The move, which is also geared toward expanding the underground work at Obuasi, would increase the current target to 250,000 tonnes per month.

Mr Robbie Lazare, Officer in-charge of Africa Underground Mines, in a presentation on the operations for 2007 production year said in 2006, 387,000 ounces of gold was produced at Obuasi slightly below that of 2005 with total cash cost of 15 per cent higher to 395 dollars as a result of lower yields.

He noted that there were tremendous opportunities at Obuasi but the mine had recorded negative cash profile, which made mining unprofitable.

Mr Lazare pointed out that the decision to invest huge sums of money in Obuasi in the next three to four years was a "big one" and they ought to be circumspect to ensure efficiency and cost effectiveness.

He noted that gold price and cost of mining input rose simultaneously, putting pressure on profit margins of industry as a whole but Anglogold Ashanti had long focused on managing down fixed cost base through rigorous savings programme.

ā€¯Including the 2006 contribution of 73 million dollars, this programme has yielded close to 300 million dollars in sustainable cost savings for the company over the last year," he added.
Mr Lazare said based on the 2007 forecast, the company should be the lowest cost major gold producer.

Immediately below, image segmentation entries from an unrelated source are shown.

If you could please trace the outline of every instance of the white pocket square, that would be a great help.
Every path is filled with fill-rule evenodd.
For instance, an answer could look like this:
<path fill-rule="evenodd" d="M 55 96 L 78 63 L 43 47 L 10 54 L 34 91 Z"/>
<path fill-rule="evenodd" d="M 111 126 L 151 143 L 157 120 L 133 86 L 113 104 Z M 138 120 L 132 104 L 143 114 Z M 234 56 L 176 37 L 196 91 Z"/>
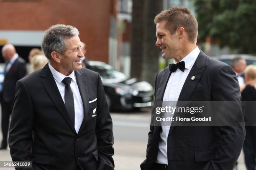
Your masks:
<path fill-rule="evenodd" d="M 97 98 L 95 98 L 95 99 L 94 99 L 94 100 L 92 100 L 92 101 L 89 101 L 89 103 L 90 103 L 92 102 L 94 102 L 95 101 L 96 101 L 97 100 Z"/>
<path fill-rule="evenodd" d="M 93 109 L 93 114 L 95 114 L 95 112 L 96 112 L 96 110 L 97 109 L 97 108 L 95 108 L 95 109 Z"/>

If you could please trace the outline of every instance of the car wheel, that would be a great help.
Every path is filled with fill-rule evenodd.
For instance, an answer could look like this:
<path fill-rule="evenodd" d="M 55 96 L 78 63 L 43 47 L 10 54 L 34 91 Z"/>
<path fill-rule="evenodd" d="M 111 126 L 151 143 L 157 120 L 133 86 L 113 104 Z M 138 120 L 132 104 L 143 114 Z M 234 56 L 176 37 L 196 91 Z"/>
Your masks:
<path fill-rule="evenodd" d="M 111 108 L 111 100 L 110 99 L 110 98 L 108 96 L 108 95 L 107 94 L 105 94 L 105 96 L 106 96 L 106 100 L 107 100 L 107 103 L 108 103 L 108 109 L 109 110 L 110 110 Z"/>

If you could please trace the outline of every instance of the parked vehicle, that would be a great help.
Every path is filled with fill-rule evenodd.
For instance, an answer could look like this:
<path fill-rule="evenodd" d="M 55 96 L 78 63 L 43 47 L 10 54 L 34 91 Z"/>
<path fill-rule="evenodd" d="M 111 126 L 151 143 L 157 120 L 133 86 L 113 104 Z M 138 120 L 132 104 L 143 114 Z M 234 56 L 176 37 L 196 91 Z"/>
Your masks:
<path fill-rule="evenodd" d="M 237 57 L 241 57 L 245 59 L 247 65 L 252 64 L 256 65 L 256 56 L 248 54 L 228 54 L 213 58 L 231 66 L 231 60 Z"/>
<path fill-rule="evenodd" d="M 110 110 L 130 110 L 151 106 L 154 91 L 148 82 L 129 78 L 104 62 L 88 62 L 92 70 L 100 75 Z"/>

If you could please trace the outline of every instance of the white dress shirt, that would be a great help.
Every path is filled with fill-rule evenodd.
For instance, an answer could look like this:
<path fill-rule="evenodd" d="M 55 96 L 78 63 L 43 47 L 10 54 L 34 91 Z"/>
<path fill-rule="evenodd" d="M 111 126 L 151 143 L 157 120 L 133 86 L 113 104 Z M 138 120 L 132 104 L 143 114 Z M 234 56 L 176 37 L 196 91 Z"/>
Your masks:
<path fill-rule="evenodd" d="M 66 76 L 66 75 L 56 71 L 54 68 L 49 63 L 49 68 L 54 78 L 55 82 L 59 92 L 61 95 L 62 100 L 65 102 L 65 85 L 61 81 L 66 77 L 69 77 L 72 79 L 70 83 L 70 87 L 72 90 L 73 95 L 74 96 L 74 102 L 75 109 L 75 129 L 77 133 L 78 132 L 81 125 L 84 119 L 84 106 L 83 102 L 79 92 L 78 86 L 77 83 L 77 80 L 74 74 L 74 72 L 73 71 L 71 74 Z"/>
<path fill-rule="evenodd" d="M 6 65 L 6 68 L 5 68 L 5 72 L 7 72 L 9 71 L 9 70 L 12 67 L 13 64 L 15 60 L 18 58 L 18 57 L 19 55 L 17 53 L 15 53 L 14 55 L 13 55 L 13 57 L 11 60 L 10 60 L 10 61 L 9 62 L 9 63 L 8 63 L 7 65 Z"/>
<path fill-rule="evenodd" d="M 241 87 L 245 83 L 244 79 L 241 76 L 241 74 L 239 74 L 236 72 L 236 75 L 237 80 L 238 81 L 238 83 L 239 83 L 239 86 Z"/>
<path fill-rule="evenodd" d="M 171 74 L 164 91 L 163 101 L 177 101 L 178 100 L 187 77 L 199 53 L 200 53 L 200 50 L 197 46 L 195 49 L 180 61 L 185 62 L 185 70 L 183 72 L 178 68 L 176 71 Z M 177 62 L 174 60 L 174 63 L 176 64 Z M 175 103 L 175 102 L 172 103 Z M 176 104 L 173 103 L 173 105 L 174 106 L 171 107 L 176 106 Z M 170 126 L 166 125 L 161 126 L 162 130 L 160 134 L 158 153 L 157 159 L 156 161 L 158 163 L 168 165 L 167 137 L 170 127 Z"/>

He stressed that with the motive to grow forward, the company remained committed to active management and restructuring of the hedge with focus on optimizing value while reducing the hedge delta.

"In current high price environment, received price for 2007 is likely to be 8-10 per cent below the spot gold price", he added.

Mr Lazare indicated that in 2006, lost time injury and fatality frequency rates represented a deterioration of what had been an improving trend.

The company responded by adopting excellent safety performances from several operations including Cripple Creek and Victor in the US, which had run for three years without a lost time injury and this reduced fatality rates.

Mr Lazare said at the Iduapriem mines in Tarkwa production decreased by four per cent to 167,000 ounces following a series of mill and crusher breakdowns.

"Plant expansion to increase treatment capacity at Iduapriem from 3.7 million tones has commenced and is expected to be commissioned late 2008," he said.

He said the energy crisis was adding additional cost to production and to remain in operation the company was investing 40 million dollars to generate power.

He said other challenges were illegal mining, water shortage and further right sizing, among others.